California’s $3 Billion ERB Deal

SAN FRANCISCO — California plans one of the biggest long-term tax-exempt bond offerings of the year next week, $3 billion of sales tax-backed economic recovery bonds in a deal created to restructure the state’s outstanding deficit bonds to account for unexpected weakness in sales tax revenue.

Structuring details were scanty yesterday morning, other than a preliminary official statement outlining preliminary plans for a $2.6 billion fixed-rate Series 2009A and a $400 million floating-rate Series 2009B.

Voters approved up to $15 billion of deficit bonds in 2004 to help the state clean up the mess from the budget crisis that followed the dot-com bust.

The bonds are backed with a dedicated quarter-cent sales tax, plus the state’s full faith and credit, a structure that allowed the initial deal to garner low double-A and high single-A ratings when the state’s general obligation ratings were at triple-B levels.

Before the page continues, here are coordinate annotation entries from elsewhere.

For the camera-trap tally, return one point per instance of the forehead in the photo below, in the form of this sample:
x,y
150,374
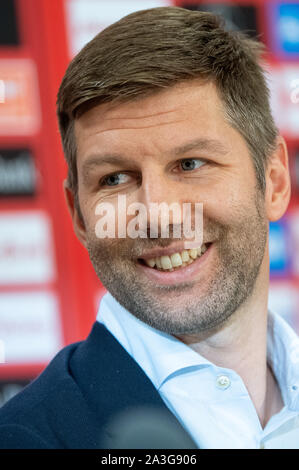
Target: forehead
x,y
187,110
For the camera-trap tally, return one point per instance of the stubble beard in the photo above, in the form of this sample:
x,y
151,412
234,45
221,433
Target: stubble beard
x,y
186,309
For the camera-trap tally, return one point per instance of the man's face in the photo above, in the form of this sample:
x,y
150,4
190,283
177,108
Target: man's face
x,y
174,146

California sold $10.9 billion from the authorization in 2004, and things went swimmingly at first. The quarter-cent sales tax provided so much coverage that the primary debt-management challenge appeared to be figuring out which bonds to retire early.

The state retired about $3.5 billion of ERBs in advance of scheduled maturity dates, according to the preliminary official statement for next week’s deal.

But economic and budget realities interrupted the storybook tale. The state’s economy weakened, pushing the state budget back into deficit, and Gov. Arnold Schwarzenegger decided to tap the remainder of the bond authorization, resulting in the issuance of $3.2 billion of new deficit bonds in February 2008.

There are now more than $8.2 billion of ERBs outstanding, according to the POS.

The recession also took a huge bite out of sales tax revenue, pushing debt service coverage on the sales tax-backed bonds into unexpectedly low ranges.

California’s taxable sales for fiscal 2009, which ended June 30, were down 13.5% from 2008, and more than 15% from 2007, according to he POS.

That resulted in two draws on a reserve account for the outstanding economic recovery bonds, both later replenished.

All three major credit-rating agencies dropped the economic recovery bonds to the state’s GO rating — BBB from Fitch Ratings, Baa1 from Moody’s Investors Service, and A from Standard & Poor’s.

The new bond issue is meant to bring the debt service schedule in line with reduced sales tax projections, and all three rating agencies believe it will work — Moody’s gave the new issue a three-notch bump to A1, Fitch gave it a three-notch boost to A, and Standard & Poor’s raised it one notch to A-plus.

“The A1 rating is a reflection of the increased coverage of debt service provided by the refunding structure, which is expected to provide at least 1.3 times coverage of debt service in each year based on conservative revenue forecasts,” according to the Moody’s report by analyst Emily Raimes.

“On balance, we view the improved coverage ratios expected from the restructuring as doing more to strengthen the credit quality of the ERBs than the risk of additional economic softness does to weaken it,” Standard & Poor’s analyst Gabriel Petek wrote.

All three rating agencies said they planned to upgrade the outstanding ERBs if next week’s deal proceeds as planned.

There is a caveat, according to the Standard & Poor’s report.

“We note that the final ratings may differ from the preliminary ratings to the extent that the actual results of the bond sale differ from the state’s plans, particularly if investor demand for the bond offering is insufficient to affect the changes to the structure as envisioned by the state,” ­Petek wrote.

California will be bringing the third-largest tax-exempt deal of the year to market after what Bank of America Merrill Lynch Global Research analyst Philip J. Fischer described in his weekly report Monday as an “orderly, if somewhat painful, correction to months of muni outperformance.”

The restructuring deal should provide good news to holders of the outstanding debt.

The POS lists 33 Cusips that the state plans to refund, with call dates between 2010 and 2014.

“Some of the bonds went from high yield to low yield over course of the morning because they figured out which ones would be refunded,” said Alexander Anderson, a private client portfolio manager at Los Angeles-based Envision Capital Management Inc.

Barclays Capital and Citi are joint book-runners. Institutional pricing is scheduled Thursday following a two-day retail order period.